Chaque semaine, on vous invite à lire une nouveauté, un classique ou un livre injustement méconnu.
On l’a peut-être oublié, mais bien avant de collectionner les honneurs littéraires (des Causes perdues, prix Interallié 1999, à Rouge Brésil, Goncourt 2001), l’académicien Jean-Christophe Rufin fit carrière dans l’humanitaire dans les rangs de Médecins sans frontières dont il fut vice-président, d’Action contre la faim ou de la Croix-Rouge française. C’est encore à ce domaine qu’il consacra ses premiers livres comme Le Piège humanitaire en 1986. D’ailleurs, la question humanitaire n’allait pas tarder à devenir une « gâchette », le prétexte à des interventions militaires qui prendraient le nom de « guerres humanitaires » au nom du droit d’ingérence.
Check-point, publié en 2015, illustre à sa façon et à hauteur d’homme certains dilemmes du «piège humanitaire» dans lequel se retrouvent des ONG : peut-on se contenter d’aider des populations civiles quand elles sont menacées dans leur existence même ? Ne doit-on pas enfreindre des règles quand des vies innocentes sont en jeu ? Rufin met en scène ici cinq humanitaires français d’une association lyonnaise chargés d’amener deux quinze tonnes remplis de vêtements et de médicaments vers une petite ville de Bosnie centrale afin de secourir des civils musulmans bosniaques réfugiés dans un site minier. Nous sommes en 1995 et le conflit sanglant qui se déroule en Bosnie-Herzégovine, république sécessionniste de l’État fédéral yougoslave, est en train de basculer.

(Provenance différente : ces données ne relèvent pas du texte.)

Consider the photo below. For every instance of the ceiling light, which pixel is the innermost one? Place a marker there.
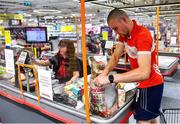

Sous la pression de l’Occident et des Etats-Unis, les ex-ennemis Bosniaques et Croates sont en passe de s’allier afin de faire front commun contre les Serbes. À travers ces territoires en forme de puzzle qui peuvent changer de camp d’un jour à l’autre, il faut faire face aux rudesses de l’hiver, à une géographie tourmentée, aux armées respectives et aux milices locales tenant des check-points où la situation risque de dégénérer à chaque instant.
La haine du prochain
Du côté des humanitaires, entre Lionel, responsable attitré du convoi, Maud dont les vingt-et-un ans sont encore gage d’idéalisme, deux anciens Casques bleus qui servirent six mois dans la région et le mystérieux Vauthier va s’instaurer un climat de rivalité sur fond de double jeu. Jean-Christophe Rufin, qui fut sur place au moment du conflit, reconstitue sans pesanteur quelques-unes des particularités des guerres en Bosnie où, loin du médiatique siège de Sarajevo, on se battait pour une maison, un champ, un village, au milieu d’enclaves et de populations imbriquées avant que les opérations de « nettoyage ethnique » ne fassent leur sanglante œuvre. Surtout, il cerne l’essence même de la guerre civile, c’est-à-dire la rivalité mimétique et l’exacerbation des petites différences car « Pour haïr, il faut quelqu’un de semblable » : « C’est la haine à l’état pur. Le pire, c’est que ces gens-là étaient des voisins avant la guerre. Ils vivaient ensemble depuis des siècles. Et pour nous, ce sont exactement les mêmes. Ils parlent la même langue, ils ont la même tête, les mêmes vêtements, sauf que les réfugiés ont tout perdu et qu’ils ont l’air plus misérables. »
Pour autant, ce roman d’aventures charrie des motifs dépassant le cadre bosniaque. Le besoin d’engagement, le romantisme de l’action, l’idéalisme ont toujours été de puissants leviers et les personnages de Check-point s’inscrivent à leur tour dans une épopée dont ils rêvent d’être les héritiers : « La geste héroïque du Biafra, les missions clandestines au Kurdistan, le périple des volontaires à travers les cols enneigés de l’Afghanistan occupé par les Russes pendant la guerre froide étaient devenus dans les ONG des sortes de légendes qui renvoyaient aux temps héroïques. Les plus jeunes avaient le regret d’arriver trop tard, à une époque où les missions étaient devenues moins aventureuses et plus organisées. »
« Il y a dans ce passé déjà lointain un peu de notre présent et, je le crains, beaucoup de notre futur », écrit Rufin dans la postface à propos de cette Yougoslavie où les identités nationales, ethniques, religieuses devinrent folles. On peut le craindre en effet, mais aussi se consoler avec l’image de regards amoureux échangés dans le décor improbable d’un four à charbon où se blottit une famille de réfugiés. Image que l’on n’oublie pas, lueur d’espérance dans les ténèbres qui fut à l’origine de ce roman à la beauté sèche.